What are you going to do then?
Well, I’m going through the process of reopening now, which is another fiasco. You have to go downtown, get papers signed, register with the clerk — basically, you have to admit you’re wrong and say you’ll comply. If I do reopen this week, I’m sure they’ll walk in several times before the end of the month to make sure David is wearing his gloves. That’s if I am granted my license back. I guess the scenario would be if we reopen, if we get our license back, then everyone has to wear gloves.

How do you even start trying to get the DOH to think about changing this rule?
I don’t know the next step in terms of how to amend the rule or educate the DOH. If I do prevail and get something going and there is a petition, I bet you every chef in New York will sign it. But people don’t want to be the first person to sign it. I just need to know the next step, not just to reopen my restaurant but to reopen and get rid of this and save so many sushi chefs the hugest burden ever.
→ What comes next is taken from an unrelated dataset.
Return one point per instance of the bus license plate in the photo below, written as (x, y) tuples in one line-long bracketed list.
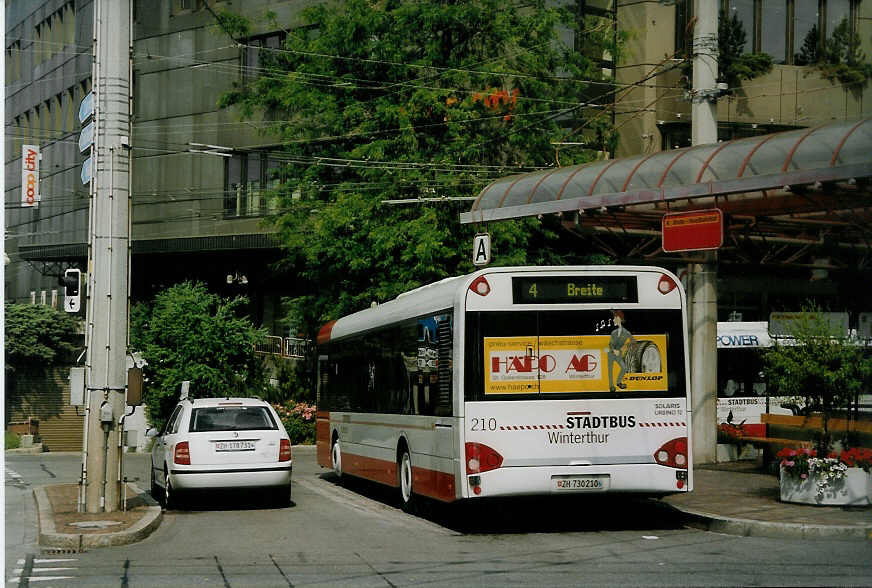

Meanwhile, when Grub reached out to the DOH to ask about the situation, a representative provided the following statement:

Sushi Dojo was temporarily closed as a public health risk for a combination of bare hand contact and food out of temperature. Hand contact with ready to eat food can contribute to the transmission of foodborne illness. Contaminated hands are a significant factor in the transmission of enteric virus, Norovirus, Hepatitis A in foodborne disease outbreaks. Gloves or a barrier are required by the FDA, New York State and New York City Health Departments.

Sushi Dojo was temporarily closed as a public health risk for a combination of bare hand contact and food out of temperature. They had been inspected seven (7) times since they opened and were cited six (6) times for bare hand contact. Each of these violations were admitted in a hearing in OATH. Sushi Dojo and Sushi Dojo Express were issued a letter informing them that they needed to comply with the New York City Health Code and that if they continued to have bare hand contact, which is an uncorrected public health hazard, they were subject to permit revocation. The letter was sent on September 23 and again on October 7, 2015. On a re-inspection that took place on October 21, 2015 the Health Department observed bare hand contact as well as food out of temperature and we closed the establishment due to the fact that they had an existing uncorrected public health hazard.